In some embodiments, the method may further include performing the focus scan to capture the stack of images of the feature formed within/on the substrate, wherein the focus scan is performed using the ideal illumination intensity. In such embodiments, the method may further include: analyzing the stack of images captured during the focus scan to determine image quality; and processing the stack of images to generate a three-dimensional (3D) reconstruction of the feature if the image quality is determined to be sufficient.

In some embodiments, if the image quality is determined to be insufficient, the method may further include: automatically adjusting the illumination intensity used by the camera system to a new illumination intensity; performing a focus scan to capture a new stack of images of the feature formed within/on the substrate, wherein the focus scan is performed using the new illumination intensity; and analyzing the new stack of images captured during the focus scan to determine image quality.

In some embodiments, the method may repeat said automatically adjusting the illumination intensity used by the camera system to a new illumination intensity, said performing a focus scan to capture a new stack of images of the feature formed within/on the substrate, and said analyzing the new stack of images captured during the focus scan to determine image quality until the image quality is determined to be sufficient.

In some embodiments, the method may further include processing the new stack of images to generate a 3D reconstruction of the feature when the image quality is determined to be sufficient.
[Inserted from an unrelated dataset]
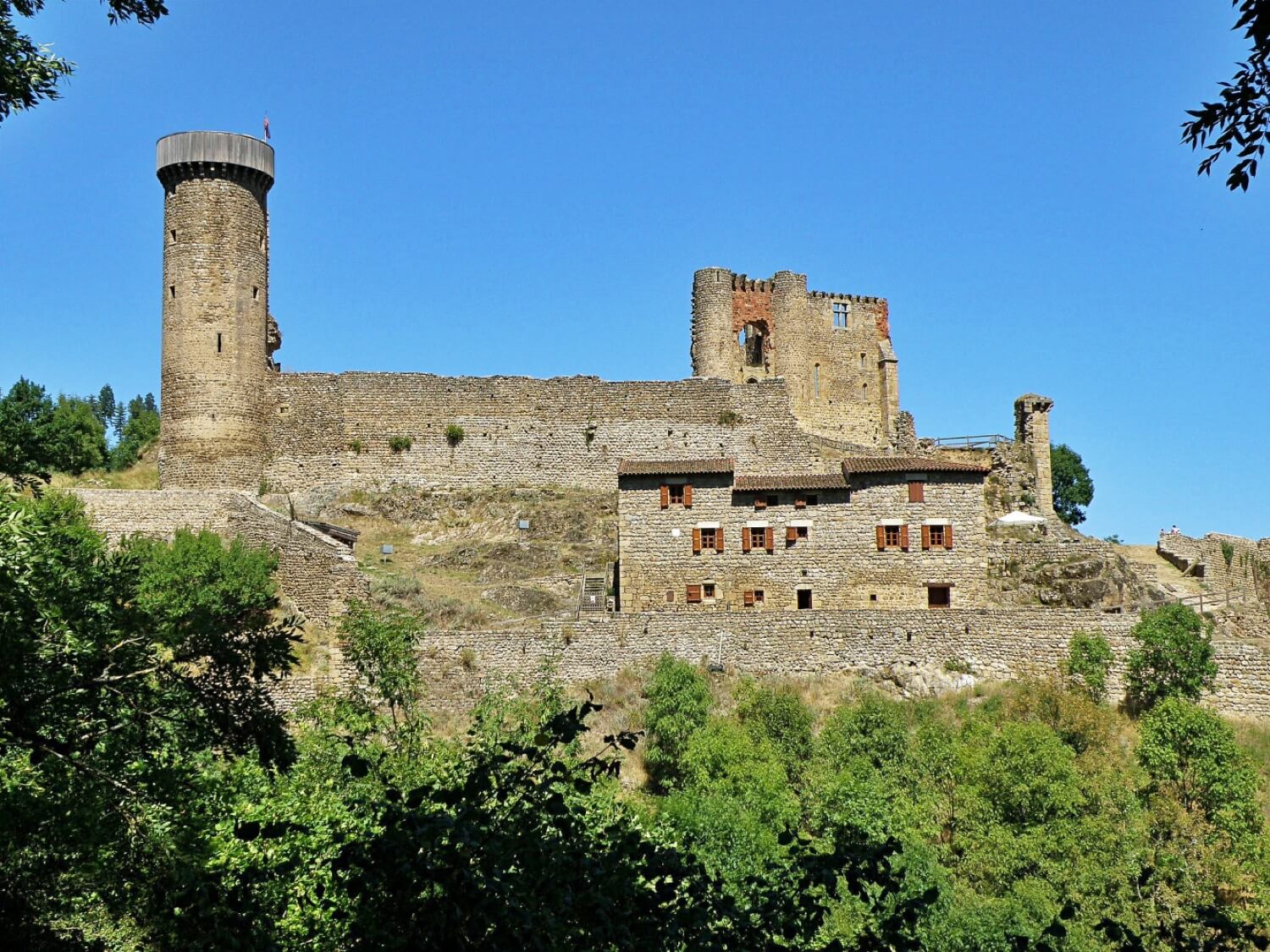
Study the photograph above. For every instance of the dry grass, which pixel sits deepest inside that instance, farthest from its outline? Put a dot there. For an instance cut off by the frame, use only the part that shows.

According to yet another embodiment, a method is provided herein to adjust a shape of off-axis illumination used by a camera system to capture a stack of images of a feature formed within/on a semiconductor substrate. In general, the method may include: capturing a first set of images (I) of the feature while illuminating the feature at each of a plurality of off-axis illumination locations, which are spaced across an aperture of the camera system; analyzing each image of the first set of images to obtain information content (S) for illumination detected from the feature when illuminated at each of the first plurality of off-axis illumination locations; interpolating the information content (S) obtained from the first set of images (I) across the aperture of the camera system to estimate an information surface for the illumination detected from the feature across the aperture; identifying a first point (A) corresponding to a maximum value of the information surface; capturing a first additional image (I) of the feature while illuminating the feature from an off-axis illumination location corresponding to the first point (A); analyzing the first additional image (I) to obtain information content (S) for the illumination detected from the feature when illuminated from the off-axis illumination location corresponding to the first point (A); interpolating the information content (S+S) obtained from the first set of images (I) and the first additional image (I) across the aperture of the camera system to estimate a new information surface for the illumination detected from the feature across the aperture; and using the new information surface to define the shape of the off-axis illumination.
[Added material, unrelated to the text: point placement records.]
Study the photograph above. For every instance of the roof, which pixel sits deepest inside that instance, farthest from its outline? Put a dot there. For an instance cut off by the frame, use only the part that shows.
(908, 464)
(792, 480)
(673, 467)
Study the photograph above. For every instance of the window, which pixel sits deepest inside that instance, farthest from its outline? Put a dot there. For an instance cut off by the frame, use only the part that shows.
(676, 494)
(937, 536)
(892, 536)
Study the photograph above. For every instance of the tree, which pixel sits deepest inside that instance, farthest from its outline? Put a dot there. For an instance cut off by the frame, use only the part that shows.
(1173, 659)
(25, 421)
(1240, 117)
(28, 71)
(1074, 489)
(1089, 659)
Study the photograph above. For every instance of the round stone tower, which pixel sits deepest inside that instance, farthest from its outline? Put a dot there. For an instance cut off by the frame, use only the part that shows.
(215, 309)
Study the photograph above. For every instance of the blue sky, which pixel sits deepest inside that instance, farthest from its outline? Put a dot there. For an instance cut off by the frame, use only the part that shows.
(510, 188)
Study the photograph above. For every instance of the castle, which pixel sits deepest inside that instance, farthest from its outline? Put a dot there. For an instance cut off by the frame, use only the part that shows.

In some embodiments, the method may further include: performing a focus scan to capture the stack of images of the feature formed within/on a semiconductor substrate, wherein the focus scan is performed using the shape of the off-axis illumination defined by the new information surface; and processing the stack of images captured during the focus scan to generate a three-dimensional (3D) reconstruction of the feature.

In some embodiments, before using the new information surface to define the shape of the off-axis illumination, the method may further include determining if a termination condition has been satisfied for a metric of image quality determined for the first additional image (I). In some embodiments, said using the new information surface to define the shape of the off-axis illumination may only performed only if the termination condition has been satisfied.

If the termination condition has not been satisfied, the method may further include: identifying a second point (B) corresponding to a maximum value of the new information surface; capturing a second additional image (I) of the feature while illuminating the feature from an off-axis illumination location corresponding to the second point (B); analyzing the second additional image (I) to obtain information content (S) for the illumination detected from the feature when illuminated from the off-axis illumination location corresponding to the second point (B); interpolating the information content (S+S+S) obtained from the first set of images (I), the first additional image (I) and the second additional image (I) across the aperture of the camera system to estimate a new information surface for the illumination detected from the feature across the aperture; determining if the termination condition has been satisfied for the metric of image quality determined for the second additional image (I); and using the new information surface to define the shape of the off-axis illumination only if the termination condition has been satisfied.

In some embodiments, the method may further include: performing a focus scan to capture the stack of images of the feature formed within/on a semiconductor substrate, wherein the focus scan is performed using the shape of the off-axis illumination defined by the new information surface; and processing the stack of images captured during the focus scan to generate a three-dimensional (3D) reconstruction of the feature.

In some embodiments, the method may further include: repeating said identifying, said capturing, said analyzing, said interpolating and said determining until the termination condition has been satisfied; and using the new information surface to define the shape of the off-axis illumination once the termination condition has been satisfied.

The present disclosure provides various embodiments of systems and methods for inspecting features formed within and/or on a semiconductor substrate. More specifically, the present disclosure provides various embodiments of systems and methods to automatically adjust one or more parameters (or camera settings) used by a camera system to capture a stack of images of a feature formed within and/or on a semiconductor substrate before the images are processed to generate a three-dimensional (3D) reconstruction of the feature. In some embodiments, the disclosed systems and methods may also filter the images included within the stack of images used for reconstruction and dynamically determine when the WIS module has captured enough images for 3D reconstruction of the feature. In doing so, the disclosed systems and methods may be used to provide a more complete, accurate 3D reconstruction of the feature, while improving throughput of the wafer inspection process.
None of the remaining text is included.